In comp.lang.perl.misc Jeff Yoak <je...@yoak.com> wrote:
:>My thought was to go from here to something that doesn't have to do

:>all that shifting and pushing and just keep track of the most recently
:>added list item with modula division and use a lot more slices. That
:>might make it a bit faster.

Abigail did that in her solution. It was cool. But I'm not sure that
it buys you all that much. perl doesn't shuffle the actual line data
around when you push and shift the array; it just shifts pointers
around and in a pretty smart way at that. The calculations required
for the indicies may eat up any savings. It would be an interesting
benchmark.

:> I'm also a little curious about handling

:>the actual pattern. I admit I've only tested mine of simple text
:>matches and haven't really thought through what would happen if you
:>tried something more complex. I noticed some people manipulated the
:>pattern that came in, but I couldn't see the reason for the things
:>done.

I think I was the only one to mangle the pattern other than those who
looked for enclosing / chars.
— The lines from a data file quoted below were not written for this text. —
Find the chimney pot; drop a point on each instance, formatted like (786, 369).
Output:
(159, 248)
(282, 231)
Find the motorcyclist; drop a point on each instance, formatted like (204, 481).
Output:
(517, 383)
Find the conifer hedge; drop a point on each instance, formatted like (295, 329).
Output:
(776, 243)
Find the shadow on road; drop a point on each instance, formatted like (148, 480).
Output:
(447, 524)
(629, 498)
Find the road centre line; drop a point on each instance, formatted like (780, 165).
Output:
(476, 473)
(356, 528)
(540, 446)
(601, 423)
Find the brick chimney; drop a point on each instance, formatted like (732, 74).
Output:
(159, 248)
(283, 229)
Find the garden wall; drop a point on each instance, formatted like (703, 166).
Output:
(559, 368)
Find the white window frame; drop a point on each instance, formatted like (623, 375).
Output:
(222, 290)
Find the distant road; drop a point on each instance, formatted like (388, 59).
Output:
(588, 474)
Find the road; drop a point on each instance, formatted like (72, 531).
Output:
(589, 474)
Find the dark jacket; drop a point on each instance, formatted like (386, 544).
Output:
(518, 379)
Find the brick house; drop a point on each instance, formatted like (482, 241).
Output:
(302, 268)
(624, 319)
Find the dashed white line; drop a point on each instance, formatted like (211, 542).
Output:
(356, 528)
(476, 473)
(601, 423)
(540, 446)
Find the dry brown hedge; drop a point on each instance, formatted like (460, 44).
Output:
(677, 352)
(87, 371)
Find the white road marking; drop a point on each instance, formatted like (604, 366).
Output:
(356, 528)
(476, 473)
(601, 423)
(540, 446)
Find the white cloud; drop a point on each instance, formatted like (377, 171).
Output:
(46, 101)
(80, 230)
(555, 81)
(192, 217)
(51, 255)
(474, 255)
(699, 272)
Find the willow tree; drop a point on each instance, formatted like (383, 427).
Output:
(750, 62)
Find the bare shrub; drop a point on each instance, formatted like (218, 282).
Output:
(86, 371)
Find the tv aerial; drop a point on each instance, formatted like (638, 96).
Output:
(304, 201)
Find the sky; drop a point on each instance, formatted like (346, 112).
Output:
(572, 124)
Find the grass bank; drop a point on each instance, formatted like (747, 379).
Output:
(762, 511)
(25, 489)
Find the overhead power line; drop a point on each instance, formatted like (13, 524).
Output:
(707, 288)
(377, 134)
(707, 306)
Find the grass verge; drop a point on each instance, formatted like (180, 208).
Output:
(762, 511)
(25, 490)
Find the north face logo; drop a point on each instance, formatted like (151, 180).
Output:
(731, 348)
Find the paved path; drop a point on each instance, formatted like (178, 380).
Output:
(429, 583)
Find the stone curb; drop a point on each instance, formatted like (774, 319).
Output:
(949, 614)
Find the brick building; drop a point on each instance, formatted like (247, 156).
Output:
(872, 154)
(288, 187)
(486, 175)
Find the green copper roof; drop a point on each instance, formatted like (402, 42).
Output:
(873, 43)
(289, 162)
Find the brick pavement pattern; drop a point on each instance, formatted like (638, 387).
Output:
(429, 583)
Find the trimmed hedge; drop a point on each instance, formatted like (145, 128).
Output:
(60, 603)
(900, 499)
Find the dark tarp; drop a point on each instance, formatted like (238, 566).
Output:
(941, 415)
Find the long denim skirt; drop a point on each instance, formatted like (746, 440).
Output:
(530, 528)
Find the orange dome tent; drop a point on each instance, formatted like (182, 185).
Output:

I did it to allow spaces between words
to match across a line boundary. But that exceeded the stated problem
requirement and the resulting program was too slow to use in the general
case where you didn't need that capability (not to mention being a memory
pig).

:>Thanks for the problem, Tom.

It was an interesting problem and I was able to apply something I learned
to a rent paying problem this week. That is always cool.

I've never bothered to register in the moderated group, so followups
set to clpm only.

--
// Lee.Lindley /// I used to think that being right was everything.
// @bigfoot.com /// Then I matured into the realization that getting
//////////////////// along was more important. Except on usenet.